Apa yang dimaksud dengan Asma?
Ism (kalimat tunggal dari asma) bermakna tanda. Ismi lafzi bermakna tanda dan petunjuk pemahaman-pemahaman mental. Konsep-konsep mental merupakan ism bagi realitas-realitas luaran dan realitas luaran baik yang bersifat trasendental atau imanen, adalah tanda dan ayat Sang Pencipta. Sekarang mari kita simak nama-nama Tuhan pada ayat ini yang diajarkan kepada manusia, bagian mana dari nama-nama ini. Apakah yang dimaksud ism itu adalah kata-kata, atau konsep-konsep mental atau realitas-realitas luaran?

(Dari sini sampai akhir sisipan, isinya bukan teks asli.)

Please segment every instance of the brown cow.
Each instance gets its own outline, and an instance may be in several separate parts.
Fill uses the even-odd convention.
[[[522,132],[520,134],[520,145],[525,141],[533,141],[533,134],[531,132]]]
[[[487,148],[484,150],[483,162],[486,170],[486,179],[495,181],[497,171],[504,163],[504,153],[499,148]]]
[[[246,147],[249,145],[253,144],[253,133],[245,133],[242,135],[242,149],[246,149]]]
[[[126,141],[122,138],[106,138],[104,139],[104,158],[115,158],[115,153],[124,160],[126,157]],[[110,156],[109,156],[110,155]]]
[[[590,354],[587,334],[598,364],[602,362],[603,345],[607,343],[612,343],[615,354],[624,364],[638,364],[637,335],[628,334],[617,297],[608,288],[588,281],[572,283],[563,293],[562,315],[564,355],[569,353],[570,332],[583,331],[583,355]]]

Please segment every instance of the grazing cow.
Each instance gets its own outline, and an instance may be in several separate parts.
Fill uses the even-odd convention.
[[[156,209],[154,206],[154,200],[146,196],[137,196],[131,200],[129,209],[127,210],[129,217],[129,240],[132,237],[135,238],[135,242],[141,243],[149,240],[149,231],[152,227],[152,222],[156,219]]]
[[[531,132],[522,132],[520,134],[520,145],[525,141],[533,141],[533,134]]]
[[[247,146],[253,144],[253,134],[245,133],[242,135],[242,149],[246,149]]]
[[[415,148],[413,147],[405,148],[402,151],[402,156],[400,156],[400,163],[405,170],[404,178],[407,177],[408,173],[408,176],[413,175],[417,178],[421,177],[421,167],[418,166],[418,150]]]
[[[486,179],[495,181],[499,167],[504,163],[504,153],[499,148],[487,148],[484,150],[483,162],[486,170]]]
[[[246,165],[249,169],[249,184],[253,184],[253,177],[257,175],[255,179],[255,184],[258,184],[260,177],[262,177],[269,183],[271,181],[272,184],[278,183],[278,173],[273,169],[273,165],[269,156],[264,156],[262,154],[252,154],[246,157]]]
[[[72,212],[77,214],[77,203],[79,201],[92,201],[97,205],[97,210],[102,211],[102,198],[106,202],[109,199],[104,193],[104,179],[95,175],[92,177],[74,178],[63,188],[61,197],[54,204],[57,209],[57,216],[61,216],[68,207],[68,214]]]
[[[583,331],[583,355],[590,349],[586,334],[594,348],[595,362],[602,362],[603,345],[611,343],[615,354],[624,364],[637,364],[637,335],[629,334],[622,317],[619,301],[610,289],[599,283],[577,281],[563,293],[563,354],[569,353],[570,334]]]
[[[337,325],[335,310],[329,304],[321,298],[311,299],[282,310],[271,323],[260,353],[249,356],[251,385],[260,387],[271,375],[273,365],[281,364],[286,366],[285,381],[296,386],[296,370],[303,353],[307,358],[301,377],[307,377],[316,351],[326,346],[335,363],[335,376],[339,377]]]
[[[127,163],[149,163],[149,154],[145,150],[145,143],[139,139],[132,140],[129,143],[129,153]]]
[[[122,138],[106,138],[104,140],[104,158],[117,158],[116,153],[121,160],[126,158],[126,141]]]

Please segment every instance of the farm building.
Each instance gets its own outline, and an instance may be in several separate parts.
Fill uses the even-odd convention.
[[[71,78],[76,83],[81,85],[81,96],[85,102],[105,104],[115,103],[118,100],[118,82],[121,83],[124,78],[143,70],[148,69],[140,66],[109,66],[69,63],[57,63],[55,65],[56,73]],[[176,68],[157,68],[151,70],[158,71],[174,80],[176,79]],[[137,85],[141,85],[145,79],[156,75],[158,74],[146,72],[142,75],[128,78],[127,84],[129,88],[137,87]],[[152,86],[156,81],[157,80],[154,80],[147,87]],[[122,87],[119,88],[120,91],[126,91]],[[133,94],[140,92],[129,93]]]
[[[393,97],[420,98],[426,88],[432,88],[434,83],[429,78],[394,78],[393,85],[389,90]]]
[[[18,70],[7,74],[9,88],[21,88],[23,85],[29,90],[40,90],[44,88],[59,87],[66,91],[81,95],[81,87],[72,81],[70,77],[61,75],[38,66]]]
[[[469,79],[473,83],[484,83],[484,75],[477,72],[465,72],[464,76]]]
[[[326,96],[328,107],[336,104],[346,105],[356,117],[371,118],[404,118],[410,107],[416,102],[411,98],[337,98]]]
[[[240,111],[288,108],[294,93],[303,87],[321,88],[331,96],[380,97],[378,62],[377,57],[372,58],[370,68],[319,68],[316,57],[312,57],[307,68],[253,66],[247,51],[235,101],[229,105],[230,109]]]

Mengetahui semata lafaz-lafaz, atau konsep-konsep sehingga membuat Adam menjadi tempat sujud para malaikat tentu saja tidak memadai; karena "kesempurnaan pengetahuan dari lafaz-lafaz untuk mengakses seluruh maksud-maksud hati dan para malaikat untuk dapat memahami maksud-maksud hati tidak memerlukan lafaz-lafaz dan bahasa, melainkan tanpa media lafaz dan bahasa, mereka dapat mengetahui maksud-maksud hati.[3]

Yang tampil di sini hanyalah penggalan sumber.